Fragility of Women’s Gains

In February, a presidential electoral ordinance sought to reduce the representation of women in parliament from a minimum of two seats in each province of the country to a maximum of two seats. The final law restored the earlier, minimum, provision, but underscored the fragility of the gains women fought to be enshrined by the constitution, ratified in 2004.

Hassan’s rejection by Parliament adds to the unease.

Women’s activist circles have been buzzing over what they understood to be hostile questions Hassan faced in parliament, which gets little press coverage and for which there are no readily accessible record of proceedings.
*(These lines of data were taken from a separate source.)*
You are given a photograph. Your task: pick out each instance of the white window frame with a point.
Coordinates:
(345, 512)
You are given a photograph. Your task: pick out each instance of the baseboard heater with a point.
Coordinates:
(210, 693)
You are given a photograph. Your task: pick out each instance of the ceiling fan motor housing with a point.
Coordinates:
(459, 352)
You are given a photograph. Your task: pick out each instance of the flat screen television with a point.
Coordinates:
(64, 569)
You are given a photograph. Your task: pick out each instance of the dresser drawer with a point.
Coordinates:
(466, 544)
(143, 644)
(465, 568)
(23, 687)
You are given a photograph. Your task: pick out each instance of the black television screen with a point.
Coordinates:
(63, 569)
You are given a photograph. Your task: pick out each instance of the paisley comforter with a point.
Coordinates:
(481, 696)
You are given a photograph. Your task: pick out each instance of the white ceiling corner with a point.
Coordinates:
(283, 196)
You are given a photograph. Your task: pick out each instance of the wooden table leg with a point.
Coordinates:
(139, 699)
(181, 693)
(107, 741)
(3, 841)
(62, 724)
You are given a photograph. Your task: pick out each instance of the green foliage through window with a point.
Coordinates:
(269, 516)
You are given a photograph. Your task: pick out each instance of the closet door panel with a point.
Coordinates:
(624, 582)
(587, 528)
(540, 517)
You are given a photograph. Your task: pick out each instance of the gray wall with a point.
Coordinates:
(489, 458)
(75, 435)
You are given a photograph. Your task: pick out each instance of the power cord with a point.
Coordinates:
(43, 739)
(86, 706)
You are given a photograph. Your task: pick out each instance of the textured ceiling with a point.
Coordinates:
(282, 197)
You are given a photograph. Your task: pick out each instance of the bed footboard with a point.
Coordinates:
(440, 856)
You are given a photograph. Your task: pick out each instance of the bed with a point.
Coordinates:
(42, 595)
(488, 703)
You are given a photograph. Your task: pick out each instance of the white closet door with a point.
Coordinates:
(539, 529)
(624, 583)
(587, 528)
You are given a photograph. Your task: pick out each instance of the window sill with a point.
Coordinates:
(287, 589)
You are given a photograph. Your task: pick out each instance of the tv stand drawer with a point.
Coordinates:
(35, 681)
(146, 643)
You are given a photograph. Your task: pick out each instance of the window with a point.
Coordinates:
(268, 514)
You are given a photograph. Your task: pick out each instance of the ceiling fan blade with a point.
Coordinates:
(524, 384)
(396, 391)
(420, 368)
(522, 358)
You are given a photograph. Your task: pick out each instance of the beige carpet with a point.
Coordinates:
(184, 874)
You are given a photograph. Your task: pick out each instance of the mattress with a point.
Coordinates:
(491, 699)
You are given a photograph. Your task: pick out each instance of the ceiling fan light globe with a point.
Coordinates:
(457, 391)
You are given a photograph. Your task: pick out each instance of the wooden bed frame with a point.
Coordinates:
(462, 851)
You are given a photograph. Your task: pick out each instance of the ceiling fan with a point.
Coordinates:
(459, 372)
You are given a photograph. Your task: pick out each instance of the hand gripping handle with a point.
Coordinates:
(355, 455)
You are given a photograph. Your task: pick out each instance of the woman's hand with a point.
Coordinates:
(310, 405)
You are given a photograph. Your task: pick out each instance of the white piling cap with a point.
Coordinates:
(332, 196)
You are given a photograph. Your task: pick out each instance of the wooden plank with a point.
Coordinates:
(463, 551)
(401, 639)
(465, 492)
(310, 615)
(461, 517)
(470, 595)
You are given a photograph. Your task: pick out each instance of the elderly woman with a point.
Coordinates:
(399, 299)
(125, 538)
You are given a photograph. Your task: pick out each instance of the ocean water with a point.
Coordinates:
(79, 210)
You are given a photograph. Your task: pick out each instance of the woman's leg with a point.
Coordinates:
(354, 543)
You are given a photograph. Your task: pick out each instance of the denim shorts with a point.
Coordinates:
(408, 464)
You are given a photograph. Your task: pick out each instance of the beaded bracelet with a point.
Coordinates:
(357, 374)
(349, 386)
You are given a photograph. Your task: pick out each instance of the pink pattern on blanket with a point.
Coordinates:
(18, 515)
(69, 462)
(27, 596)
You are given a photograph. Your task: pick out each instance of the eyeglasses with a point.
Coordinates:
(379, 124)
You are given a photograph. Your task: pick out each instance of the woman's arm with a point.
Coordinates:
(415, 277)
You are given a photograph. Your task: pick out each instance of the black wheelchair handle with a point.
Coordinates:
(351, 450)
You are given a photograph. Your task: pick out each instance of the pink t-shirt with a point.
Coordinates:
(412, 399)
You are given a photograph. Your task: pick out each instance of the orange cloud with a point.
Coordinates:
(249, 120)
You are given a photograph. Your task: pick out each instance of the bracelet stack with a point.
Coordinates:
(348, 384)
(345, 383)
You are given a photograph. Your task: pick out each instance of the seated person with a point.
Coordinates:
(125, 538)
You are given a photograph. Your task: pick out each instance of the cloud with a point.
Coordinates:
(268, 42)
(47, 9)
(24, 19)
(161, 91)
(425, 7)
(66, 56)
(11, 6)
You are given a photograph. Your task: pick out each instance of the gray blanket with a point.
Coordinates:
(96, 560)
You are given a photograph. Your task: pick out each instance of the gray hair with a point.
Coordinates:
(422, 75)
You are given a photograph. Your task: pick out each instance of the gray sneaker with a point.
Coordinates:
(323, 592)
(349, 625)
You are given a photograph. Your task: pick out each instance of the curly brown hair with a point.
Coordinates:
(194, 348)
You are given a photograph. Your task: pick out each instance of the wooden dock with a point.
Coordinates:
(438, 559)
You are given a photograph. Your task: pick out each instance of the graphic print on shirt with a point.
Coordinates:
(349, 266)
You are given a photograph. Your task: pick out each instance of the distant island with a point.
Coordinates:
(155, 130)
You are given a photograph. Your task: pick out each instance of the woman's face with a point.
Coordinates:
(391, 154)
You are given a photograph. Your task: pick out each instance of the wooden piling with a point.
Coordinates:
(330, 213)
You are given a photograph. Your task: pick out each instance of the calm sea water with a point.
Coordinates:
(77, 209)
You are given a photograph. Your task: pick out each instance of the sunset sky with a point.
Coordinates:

In an interview with Women’s eNews, Hassan said members of parliament questioned her knowledge of Islam, whether she would enforce ‘hijab’ (head covering for a woman) and the need for ‘mehram’ (male escort for women traveling outside their homes) and whether she repudiated "Western" precepts on the freedoms of women.

She said the hostile questions also came from female legislators, one of whom asked Hassan why she had instituted shelters for battered or abandoned women, which the MP characterized as "places of ill-repute."

When Hassan was rejected by Parliament, the Afghan Women’s Network issued a statement calling it "very disappointing."

List of Demands

The Network has drawn up a list of demands addressed to the Afghan government and its international supporters. These include representation by women in the National Security Council and other bodies making decisions on peace and security; a share in the new trust fund for reintegration; and assurances that "reconciliation and reintegration will not take place at the expense of human rights."

Representation by women at these different levels is needed to ensure representation of women’s rights in all levels of policymaking, including development issues, the group said in a Jan. 29 statement.

On Feb. 3, the New York-based U.N. Committee on the Elimination of All Forms of Discrimination against Women–CEDAW–expressed regret about the exclusion of women from the London peace conference.

"Afghan women must be full and equal participants in decision-making at all levels in the process of peace building, reconciliation, rebuilding and development of their country," CEDAW said, calling on the Afghan government as well as its international allies to ensure this.

"The numbers of women coming together is increasing," Nehan said. "Seven years ago we were ignored and that’s a fact," she added, referring to the 2002 institution of the Afghan interim administration when women were excluded from decision-making positions. "Now we can’t be ignored and that’s a fact."

Aunohita Mojumdar is an Indian journalist who has reported on the South Asian region for 20 years. She has been living in Afghanistan since 2003.